We, the sponsors of the ASSU Senate resolution to ensure investment responsibility in Israel and Palestine, would like to take the opportunity to respond to Wednesday’s coverage of the bill (“ASSU rejects divestment,” 4/18/07) and clarify what really happened.
So, why didn’t it pass exactly? Outspoken opponents of the bill have claimed that efforts to pass this have been offensive to many students, strongly intimidating those who have considered this bill. However, most students who read the bill — including most senators — found it very difficult to understand the offensiveness of the final bill which, as one senator who ended up abstaining noted, “is so neutral and impartial and addresses concerns of ‘both sides.’” Indeed, most of the abstainees have told us that they didn’t disagree with the bill itself. But they chose to abstain for other reasons.
The primary reason, from what we’ve seen, is because a very strongly-mobilized advocacy group has used intimidation tactics and consistently claims that organizations such as the U.N. and Amnesty International are “one-sided.” These actions, unfortunately, only detract from the main point of our resolution, which is a human rights matter at its core. We don’t want to see our endowment — to which we, as current Stanford students, will probably be contributing to in a few years — being invested in companies that profit from severe human rights abuses and blatant violations of international law.

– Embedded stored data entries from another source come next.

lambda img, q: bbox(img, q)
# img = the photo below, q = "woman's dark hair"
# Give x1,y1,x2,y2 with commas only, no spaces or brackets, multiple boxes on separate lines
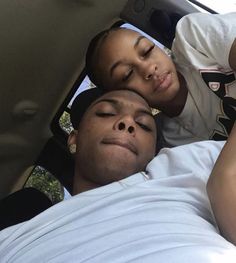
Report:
85,27,122,88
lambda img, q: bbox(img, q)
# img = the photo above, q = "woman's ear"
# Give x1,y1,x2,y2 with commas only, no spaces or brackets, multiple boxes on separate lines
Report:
67,130,78,154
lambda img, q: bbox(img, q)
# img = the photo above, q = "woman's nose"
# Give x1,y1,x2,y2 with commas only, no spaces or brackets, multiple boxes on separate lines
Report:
142,63,158,81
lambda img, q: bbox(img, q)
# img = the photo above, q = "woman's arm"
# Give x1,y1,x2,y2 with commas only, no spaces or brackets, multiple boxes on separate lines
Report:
207,123,236,244
229,38,236,71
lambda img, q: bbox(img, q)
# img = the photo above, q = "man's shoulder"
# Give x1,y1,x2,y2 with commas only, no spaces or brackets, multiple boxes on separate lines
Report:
156,110,209,148
146,140,225,183
157,140,225,156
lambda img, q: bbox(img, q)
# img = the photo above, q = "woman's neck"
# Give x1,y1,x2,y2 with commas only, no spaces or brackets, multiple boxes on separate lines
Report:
160,72,188,117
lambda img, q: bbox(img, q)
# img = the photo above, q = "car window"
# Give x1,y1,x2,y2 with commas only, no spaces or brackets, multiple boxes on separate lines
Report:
188,0,236,13
24,166,65,204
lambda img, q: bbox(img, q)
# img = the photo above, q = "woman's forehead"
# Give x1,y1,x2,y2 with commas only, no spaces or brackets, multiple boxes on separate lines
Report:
96,29,143,71
107,28,141,43
115,28,140,36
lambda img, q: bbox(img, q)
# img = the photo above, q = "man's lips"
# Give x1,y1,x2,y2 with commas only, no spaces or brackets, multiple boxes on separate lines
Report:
101,138,138,155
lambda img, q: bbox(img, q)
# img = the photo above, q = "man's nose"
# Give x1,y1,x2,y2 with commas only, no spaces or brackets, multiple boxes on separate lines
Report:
114,116,136,135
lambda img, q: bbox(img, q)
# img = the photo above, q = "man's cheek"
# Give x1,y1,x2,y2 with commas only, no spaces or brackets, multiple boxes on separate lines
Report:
82,122,98,134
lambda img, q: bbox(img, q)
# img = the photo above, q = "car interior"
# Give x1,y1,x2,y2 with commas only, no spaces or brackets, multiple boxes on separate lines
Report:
0,0,221,227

Another claim by opponents of the bill is that the discussion has done nothing but stifle dialogue on campus. We firmly disagree and point out that actions by these same critics, in fact, have stifled debate. When we contacted several student groups to organize a campus-wide town hall meeting — the least that the senators could agree upon — Stanford Israel Alliance’s president flat-out rejected our invitation for dialogue, noting that the whole idea of a town hall on divestment rests on false premises and that “it is a disservice to the students to begin a ‘dialogue’ on these terms.” We and several other senators strongly disagree and believe that such a town hall with representatives of varying perspectives would indeed be beneficial to students.
Moreover, the idea was called “an unfair and illegitimate premise for a conversation about the complexities of the Middle East.” By claiming that the issue is too complex for normal discourse, they are again trying to avoid considering the serious concerns about our endowment that have been raised.
Accepting this standstill from within the ASSU Senate, moreover, only exacerbates the situation. Even though we had received the green light from the Vice President Lauren Graham ‘07 to organize this town hall, Mondaire Jones ‘09, the campus advocacy chair, quashed the idea. When I brought it up at a general meeting, the Chair, Hershey Avula ‘08, was sympathetic towards the SIA’s rejection of our invitation. The ASSU Senate, as a representative body of the undergraduate population, should be held more accountable to fulfilling desires of the student body (such as a fair and open town hall), instead of playing to the wishes of an organization for presumably political gain.
Senators often decide to abstain when they feel like they don’t know enough about the context of the bill to make an informed decision. Nevertheless, the abstained votes are still included in the requisite 2/3 vote for the bill to pass. Observers really need to look at the intentions and context when considering the abstained vote. In this case, the resolution has been made out to be “too controversial” and deals with a topic “too complex” to really vote on clearly. In any other context, however, the aforementioned reason for abstention wouldn’t apply for a bill that’s been on the table for discussion for two-and-a-half months. The SIA’s attempts to detract conversation have combined with the Senate’s lethargy in organizing a town hall to create this context for abstention.
The title of the article last week covering this bill made it seem like a clear-cut majority voted against the bill. The end-vote, however, was more complicated than that. First of all, among the voting members themselves, there were a majority of yes votes. Five senators voted yes — only three voted no. The five other members who had the right to actively vote chose not to and abstained. So, in fact, the number of senators who actively opposed the bill was in the minority.
In spite of all this, we consider what happened last Tuesday to be a success. People forget that divestment from South Africa took 25 years. During those years, similar arguments were brought up against it, including that it would offend and divide student populations. Indeed, those activists deeply invested in that early movement would never have thought that it would have ever succeeded. But it did. And all great journeys require that first step.